Notre Dame professor Michael Baxter tells students, “your life can be of world historical significance if you learn who you are and follow your heart.”
Baxter spoke on March 24 to more than 100 students, professors and visitors at St. Ambrose University.  The presentation, entitled “From Violence to Non-Violence: A Tale of Two Traditions,” was this year’s Wilber Symposium on the Christian Tradition and Non-Violence.
Baxter spoke of two different traditions: Americanism and radicalism. The Americanism tradition started in World War I, according to Baxter, when Catholics publicly and almost universally supported the war. This led to the development of the American Catholic War Council in 1917. This group pledged to support the war and helped with relief work and social reconstruction during and after the war.
“This was a turning point for Catholics in the country and they became recognized as a group,” Baxter said.
This Americanism tradition carried through the end of WWI and into WWII. Catholics continued to support the war, and support the “just war” theory.  The theory of just war is that war is, under some circumstances, justifiable and necessary. At this time, Baxter said, Catholics continued to believe that war was necessary. Even through more recent wars, such as the conflict in the Gulf, Baxter recalls counseling young soldiers about being conscientious objectors.
Being a conscientious objector means refusing to perform military duties on the grounds of freedom of thought, conscience or religion. Baxter described stories of men throughout history who became conscientious objectors throughout the course of war, as well as those who objected previous to beginning service in the military.
This led to the second tradition: radicalism. For lack of a better term, radicalism does not necessarily mean radical action. Instead, Baxter says, it’s about not supporting wars and not serving in wars.
“The ‘just war’ theory doesn’t hold in modern times.  Radicalism uses ‘just war’ to critique modern wars,” Baxter said.

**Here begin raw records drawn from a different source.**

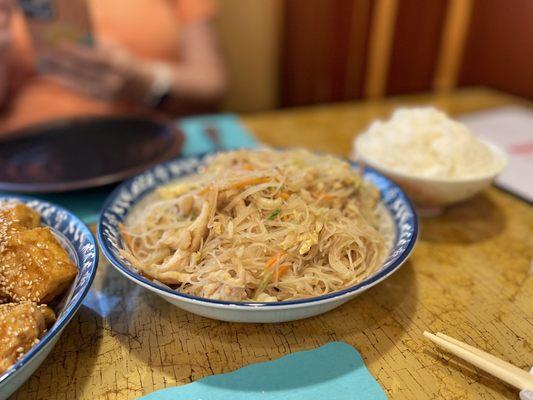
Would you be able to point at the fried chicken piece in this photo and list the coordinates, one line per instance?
(15, 217)
(34, 267)
(21, 327)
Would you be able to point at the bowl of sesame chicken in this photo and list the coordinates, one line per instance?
(48, 259)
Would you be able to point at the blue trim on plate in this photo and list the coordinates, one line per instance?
(74, 229)
(154, 177)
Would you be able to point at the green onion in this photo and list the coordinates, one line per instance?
(274, 214)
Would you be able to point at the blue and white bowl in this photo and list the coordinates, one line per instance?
(79, 242)
(127, 195)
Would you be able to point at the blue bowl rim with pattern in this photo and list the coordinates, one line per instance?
(71, 307)
(138, 278)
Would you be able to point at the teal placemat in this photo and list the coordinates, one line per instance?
(335, 371)
(232, 134)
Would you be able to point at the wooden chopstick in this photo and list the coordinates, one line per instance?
(481, 353)
(487, 362)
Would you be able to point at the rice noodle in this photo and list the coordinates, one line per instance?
(260, 226)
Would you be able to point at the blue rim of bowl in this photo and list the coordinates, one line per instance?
(71, 309)
(247, 304)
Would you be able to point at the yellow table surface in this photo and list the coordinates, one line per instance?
(469, 277)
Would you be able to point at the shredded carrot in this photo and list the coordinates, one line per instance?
(248, 182)
(273, 260)
(281, 271)
(284, 195)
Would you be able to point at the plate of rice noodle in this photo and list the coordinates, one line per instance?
(258, 235)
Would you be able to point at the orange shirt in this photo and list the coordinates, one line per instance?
(149, 29)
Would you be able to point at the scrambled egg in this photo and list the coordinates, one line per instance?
(308, 240)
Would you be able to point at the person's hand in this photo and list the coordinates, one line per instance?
(104, 72)
(6, 9)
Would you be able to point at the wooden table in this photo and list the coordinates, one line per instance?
(469, 276)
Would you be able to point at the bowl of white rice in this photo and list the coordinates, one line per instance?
(435, 159)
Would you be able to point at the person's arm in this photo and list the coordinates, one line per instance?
(195, 83)
(199, 81)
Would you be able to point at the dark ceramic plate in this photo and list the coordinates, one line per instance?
(83, 153)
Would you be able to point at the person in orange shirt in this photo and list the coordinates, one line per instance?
(148, 54)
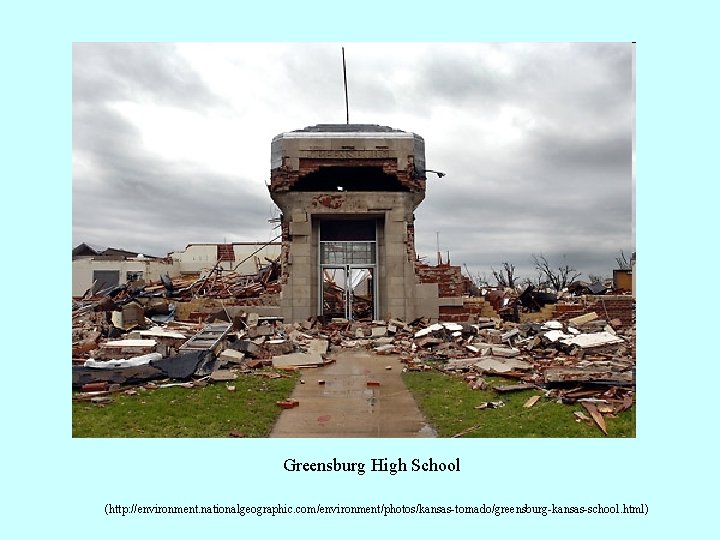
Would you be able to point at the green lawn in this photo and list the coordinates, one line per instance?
(210, 411)
(448, 404)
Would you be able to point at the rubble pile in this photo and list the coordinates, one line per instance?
(586, 359)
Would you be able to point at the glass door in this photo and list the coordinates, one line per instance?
(348, 292)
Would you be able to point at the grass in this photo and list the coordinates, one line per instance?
(210, 411)
(449, 405)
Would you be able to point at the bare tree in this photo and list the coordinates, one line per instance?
(506, 279)
(559, 279)
(623, 263)
(538, 283)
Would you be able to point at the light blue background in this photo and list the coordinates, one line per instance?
(53, 484)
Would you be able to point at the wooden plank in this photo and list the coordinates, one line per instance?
(595, 415)
(531, 401)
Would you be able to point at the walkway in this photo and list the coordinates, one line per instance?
(345, 406)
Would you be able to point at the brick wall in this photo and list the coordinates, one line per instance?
(449, 278)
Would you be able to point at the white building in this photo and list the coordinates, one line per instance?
(110, 267)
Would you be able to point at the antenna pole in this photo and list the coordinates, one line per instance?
(347, 107)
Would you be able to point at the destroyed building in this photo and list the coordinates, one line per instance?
(348, 194)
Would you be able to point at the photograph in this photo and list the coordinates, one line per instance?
(354, 240)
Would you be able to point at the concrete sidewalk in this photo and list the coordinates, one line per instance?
(345, 406)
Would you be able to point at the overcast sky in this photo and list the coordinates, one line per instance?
(171, 142)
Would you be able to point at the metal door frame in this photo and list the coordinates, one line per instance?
(348, 295)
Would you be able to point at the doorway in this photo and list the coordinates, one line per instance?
(348, 292)
(348, 263)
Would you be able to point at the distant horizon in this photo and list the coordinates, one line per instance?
(172, 141)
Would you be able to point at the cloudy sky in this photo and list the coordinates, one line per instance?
(171, 142)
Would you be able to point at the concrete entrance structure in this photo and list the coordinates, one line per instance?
(348, 195)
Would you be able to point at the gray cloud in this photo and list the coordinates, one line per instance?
(535, 140)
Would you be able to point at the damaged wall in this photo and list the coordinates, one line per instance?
(361, 172)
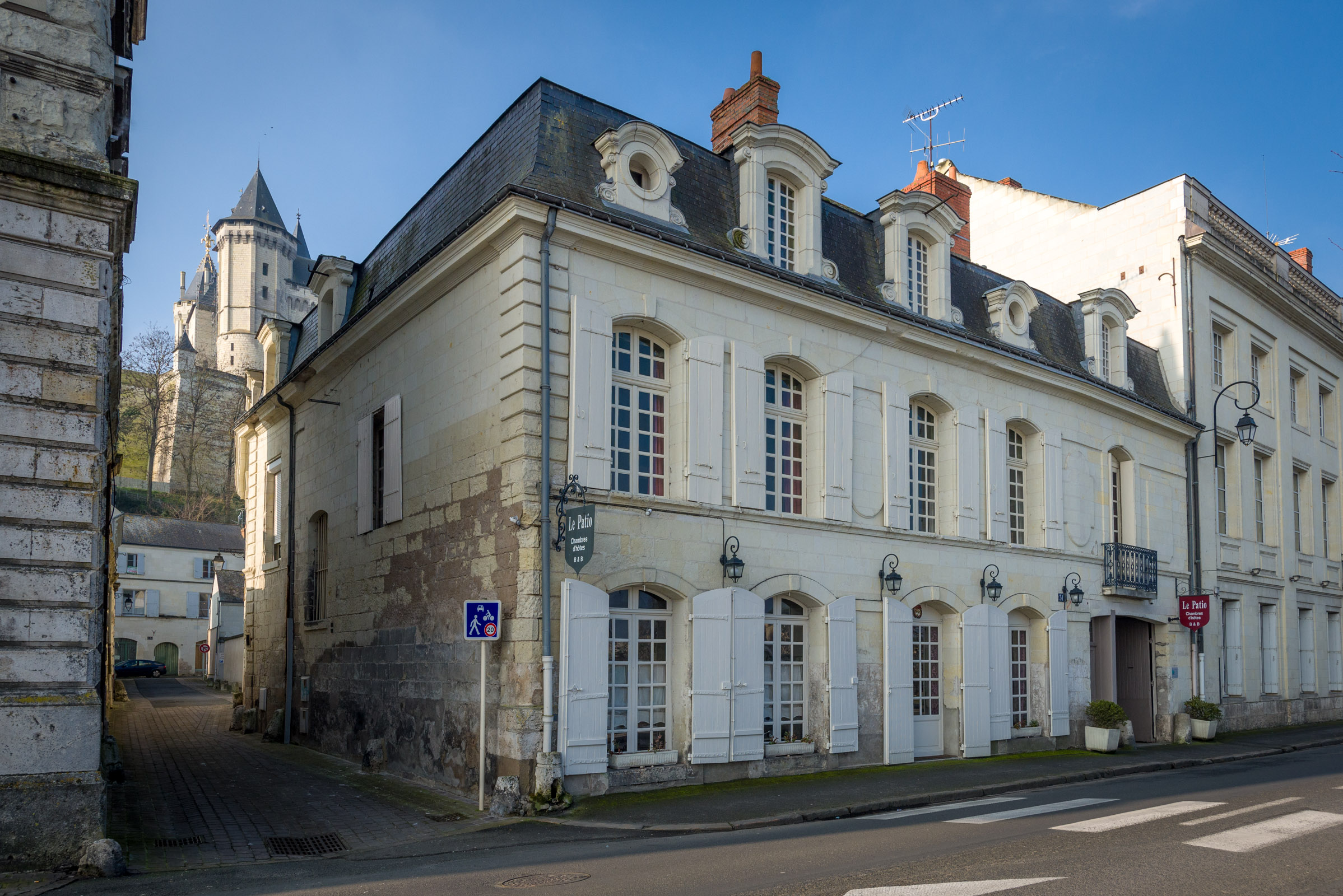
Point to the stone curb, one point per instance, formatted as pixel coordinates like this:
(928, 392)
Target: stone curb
(946, 796)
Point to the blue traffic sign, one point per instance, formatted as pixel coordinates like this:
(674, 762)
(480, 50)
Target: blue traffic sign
(482, 620)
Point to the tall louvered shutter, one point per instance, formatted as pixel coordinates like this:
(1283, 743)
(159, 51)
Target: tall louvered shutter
(590, 393)
(996, 475)
(899, 724)
(1059, 674)
(747, 427)
(837, 489)
(843, 633)
(393, 459)
(704, 420)
(975, 682)
(895, 435)
(583, 673)
(1053, 522)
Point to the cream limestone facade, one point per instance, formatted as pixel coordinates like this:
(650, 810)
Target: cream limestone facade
(1223, 304)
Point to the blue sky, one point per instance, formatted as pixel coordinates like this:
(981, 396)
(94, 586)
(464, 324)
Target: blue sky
(360, 106)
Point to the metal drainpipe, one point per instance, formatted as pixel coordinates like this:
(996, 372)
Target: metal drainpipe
(289, 584)
(547, 657)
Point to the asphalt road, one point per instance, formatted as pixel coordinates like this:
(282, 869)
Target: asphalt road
(1271, 825)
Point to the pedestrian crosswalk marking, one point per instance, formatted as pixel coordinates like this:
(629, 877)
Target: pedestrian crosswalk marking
(1138, 816)
(954, 888)
(1024, 812)
(1266, 833)
(1239, 812)
(946, 806)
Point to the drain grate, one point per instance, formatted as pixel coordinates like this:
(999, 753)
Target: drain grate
(315, 846)
(180, 841)
(543, 880)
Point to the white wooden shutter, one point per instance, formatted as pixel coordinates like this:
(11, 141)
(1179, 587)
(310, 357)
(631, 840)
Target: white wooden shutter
(711, 675)
(747, 676)
(968, 473)
(747, 427)
(364, 507)
(843, 633)
(704, 420)
(1000, 676)
(996, 475)
(837, 489)
(895, 435)
(1235, 655)
(393, 459)
(1053, 522)
(1059, 674)
(583, 671)
(975, 682)
(899, 725)
(590, 393)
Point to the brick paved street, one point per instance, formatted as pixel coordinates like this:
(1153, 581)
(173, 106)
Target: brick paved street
(198, 795)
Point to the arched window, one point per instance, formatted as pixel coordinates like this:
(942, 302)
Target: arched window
(785, 671)
(783, 422)
(638, 413)
(637, 673)
(782, 225)
(923, 469)
(1016, 486)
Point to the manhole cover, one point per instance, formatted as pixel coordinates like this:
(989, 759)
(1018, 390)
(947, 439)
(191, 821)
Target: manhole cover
(544, 880)
(315, 846)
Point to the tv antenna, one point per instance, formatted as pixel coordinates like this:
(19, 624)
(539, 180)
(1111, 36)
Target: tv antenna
(930, 138)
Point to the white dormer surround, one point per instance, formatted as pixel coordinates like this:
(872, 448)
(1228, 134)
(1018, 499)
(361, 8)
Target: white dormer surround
(918, 253)
(800, 168)
(1010, 307)
(638, 161)
(1105, 316)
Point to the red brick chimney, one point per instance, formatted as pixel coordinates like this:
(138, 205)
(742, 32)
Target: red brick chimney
(943, 184)
(755, 101)
(1303, 256)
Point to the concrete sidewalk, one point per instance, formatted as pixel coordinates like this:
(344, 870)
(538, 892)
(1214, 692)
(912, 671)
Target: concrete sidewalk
(762, 802)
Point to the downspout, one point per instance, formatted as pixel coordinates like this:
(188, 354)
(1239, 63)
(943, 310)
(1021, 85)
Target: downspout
(547, 657)
(289, 582)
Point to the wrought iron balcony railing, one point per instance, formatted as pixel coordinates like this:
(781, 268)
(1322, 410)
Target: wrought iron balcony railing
(1130, 566)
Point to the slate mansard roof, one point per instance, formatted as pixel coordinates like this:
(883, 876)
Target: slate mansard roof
(543, 147)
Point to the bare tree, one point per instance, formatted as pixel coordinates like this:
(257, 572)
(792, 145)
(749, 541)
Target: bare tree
(147, 387)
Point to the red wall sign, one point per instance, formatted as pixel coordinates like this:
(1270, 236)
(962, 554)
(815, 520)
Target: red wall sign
(1195, 611)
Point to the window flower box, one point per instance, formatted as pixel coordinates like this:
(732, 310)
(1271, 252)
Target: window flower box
(645, 758)
(792, 749)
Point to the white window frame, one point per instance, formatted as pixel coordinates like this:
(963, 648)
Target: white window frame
(630, 391)
(778, 730)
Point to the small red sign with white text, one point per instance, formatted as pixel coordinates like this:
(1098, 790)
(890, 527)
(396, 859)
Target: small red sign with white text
(1195, 611)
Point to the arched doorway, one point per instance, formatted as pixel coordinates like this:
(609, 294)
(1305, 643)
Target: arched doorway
(167, 654)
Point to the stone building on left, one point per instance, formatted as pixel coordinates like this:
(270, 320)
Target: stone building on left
(68, 212)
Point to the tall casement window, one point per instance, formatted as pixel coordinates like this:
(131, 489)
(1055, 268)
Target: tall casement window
(637, 673)
(785, 671)
(782, 225)
(916, 276)
(1219, 371)
(638, 413)
(1020, 679)
(1259, 500)
(1220, 466)
(923, 469)
(783, 422)
(1016, 487)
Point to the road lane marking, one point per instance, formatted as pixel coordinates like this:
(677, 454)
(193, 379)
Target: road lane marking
(1266, 833)
(1024, 812)
(1239, 812)
(949, 806)
(1137, 817)
(955, 888)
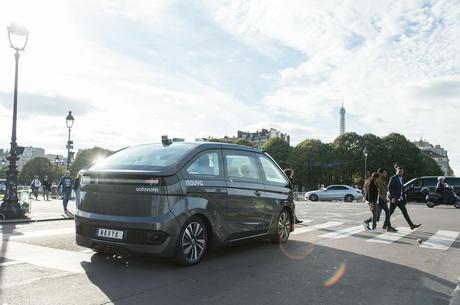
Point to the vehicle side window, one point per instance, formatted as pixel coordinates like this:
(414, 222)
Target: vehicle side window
(241, 166)
(206, 164)
(272, 172)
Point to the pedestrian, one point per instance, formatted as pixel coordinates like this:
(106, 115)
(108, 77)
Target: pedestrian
(65, 185)
(35, 185)
(382, 199)
(290, 174)
(372, 194)
(398, 196)
(76, 188)
(46, 188)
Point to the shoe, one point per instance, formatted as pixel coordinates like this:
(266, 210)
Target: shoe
(366, 226)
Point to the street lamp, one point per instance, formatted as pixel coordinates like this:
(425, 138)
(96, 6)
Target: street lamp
(365, 153)
(18, 37)
(69, 121)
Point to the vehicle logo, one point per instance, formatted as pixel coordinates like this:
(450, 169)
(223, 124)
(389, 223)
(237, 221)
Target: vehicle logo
(152, 181)
(194, 183)
(144, 189)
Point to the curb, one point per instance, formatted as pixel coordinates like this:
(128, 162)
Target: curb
(456, 294)
(26, 220)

Baxter emphasizes the need for all Catholics to be pacifists and to follow the gospel.
Baxter says the tendency in this country is towards Americanism and we need to change towards radicalism. When counseling young men, Baxter encourages them to follow their own personal conscience. If it tells them to be conscientious objectors, then they should not support the war.
Baxter ended the presentation with several observations about the two traditions that emphasized the need for more radicalism.
“All of us are called to plant seeds of peace,” Baxter said.
The Wilber Symposium is made possible through a gift from Charles K. and Mary Ellen Wilber, who were in attendance at the lecture. The Wilbers are from South Bend, Ind. and support the Peter Claver Catholic Worker House in South Bend and other peace and social justice initiatives. The Wilbers generously donated $20,000 to SAU to support peace and non-violence studies and research.